Trans, queers, lesbiennes et gays : toutes les vies noires comptent !

La marche du 18 juillet 2020, réclamant Justice pour Adama Traoré, à Beaumont-sur-Oise, est l’occasion pour F.D.K (éditorialiste GUSOMA) de rappeler l’implication forte des afro-LGBTQ dans le mouvement #BlackLivesMatter contre toute tentative d’invisibilisation.

Depuis juin 2020, les LGBTQ+ noirs qui participent aux manifestations anti-racistes contre les violences policières sont de plus en plus nombreux. En France, ils et elles répondent aux appels de l’activiste Assa Traoré réclamant justice pour son frère, Adama. Les violences physiques, morales ou symboliques des institutions (et de la société plus largement) sont autant de phénomènes que les afro-LGBTQ+ connaissent et combattent. Les violences policières, contrôles aux faciès et traitements discriminatoires nous touchent particulièrement, nous, LGBTQ+ noirs.
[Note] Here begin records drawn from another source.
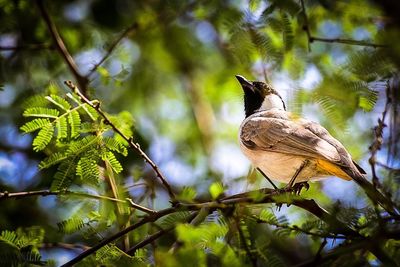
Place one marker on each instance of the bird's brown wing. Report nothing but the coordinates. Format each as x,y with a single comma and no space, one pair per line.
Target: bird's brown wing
300,138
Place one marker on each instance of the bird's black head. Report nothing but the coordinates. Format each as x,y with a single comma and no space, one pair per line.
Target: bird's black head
255,94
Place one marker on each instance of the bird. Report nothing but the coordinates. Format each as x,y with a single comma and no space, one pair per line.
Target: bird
288,148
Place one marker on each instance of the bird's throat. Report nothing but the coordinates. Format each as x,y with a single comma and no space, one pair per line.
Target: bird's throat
272,101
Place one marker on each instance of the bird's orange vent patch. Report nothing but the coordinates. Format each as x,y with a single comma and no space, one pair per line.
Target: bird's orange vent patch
332,169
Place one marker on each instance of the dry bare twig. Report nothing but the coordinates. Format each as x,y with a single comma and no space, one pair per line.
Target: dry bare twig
132,144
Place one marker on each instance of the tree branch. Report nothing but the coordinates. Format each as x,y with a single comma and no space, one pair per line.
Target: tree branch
44,193
132,144
147,219
62,49
113,45
272,196
156,235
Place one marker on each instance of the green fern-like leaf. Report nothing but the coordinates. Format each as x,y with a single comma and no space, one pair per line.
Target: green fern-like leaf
41,112
88,170
110,157
62,128
74,120
108,253
43,138
53,159
9,237
115,145
268,217
34,125
71,225
90,111
82,145
172,219
64,176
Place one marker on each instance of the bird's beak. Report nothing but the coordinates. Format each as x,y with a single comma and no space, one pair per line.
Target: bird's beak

Tandis que le mois des fiertés LGBTQ s’est télescopé avec l’actualité des manifestations antiracistes, les afro-LGBTQ+ se retrouvent à la croisée des chemins. Devant l’ampleur du racisme systémique de la police qui contrôle sans commune mesure les hommes noirs, l’identité sexuelle et l’identité de genre ne sont absolument pas des totems d’immunité. Ils sont, bien au contraire, des facteurs aggravants ! Le caractère homophobe et transphobe des techniques d’humiliations du système sécuritaire « police/prison », manipulant les frontières des normes de genre, ne sont pas difficiles à prouver : lorsque des pressions nauséabondes sont exercées sur les personnes transgenres lors de contrôles d’identités, lorsque des refus de plainte sont prononcés à l’encontre de femmes lesbiennes victimes de violences, lorsque des fouilles anales ou palpations génitales sont utilisées contre des hommes en garde à vue, lorsque l’administration pénitentiaire ferme les yeux devant les viols d’hommes homosexuels en prison, lorsque des femmes transgenres sont enfermées en cellule pour hommes, etc. Ô combien les violences policières, les dénis de justice, concernent les afro-LGBTQ+ !

Si les violences policières sont l’affaire de toutes les personnes noires, les LGBTphobies le sont aussi, ou devrait l’être aussi. Or des tentatives intolérables d’invisibilation des LGBTQ noirs existent. Des stratégies dites de « respectabilité » sont à l’oeuvre. Des comportements hostiles se révèlent, parfois, pendant les rassemblements. A ceux qui répondent par le silence à ces violences LGBTphobes, sortez du mouvement « Black Lives Matter ». Si vos revendications n’incluent pas les queers noirs, elles fragilisent le mouvement noir ! Si vos revendications n’incluent pas les queers noirs, alors elles sont anti-noires ! La vie des personnes transgenres noires compte. La vie des personnes queers noires compte. La vie des personnes lesbiennes noires compte. La vie des personnes gaies noires compte. En somme, toutes les vies noires comptent.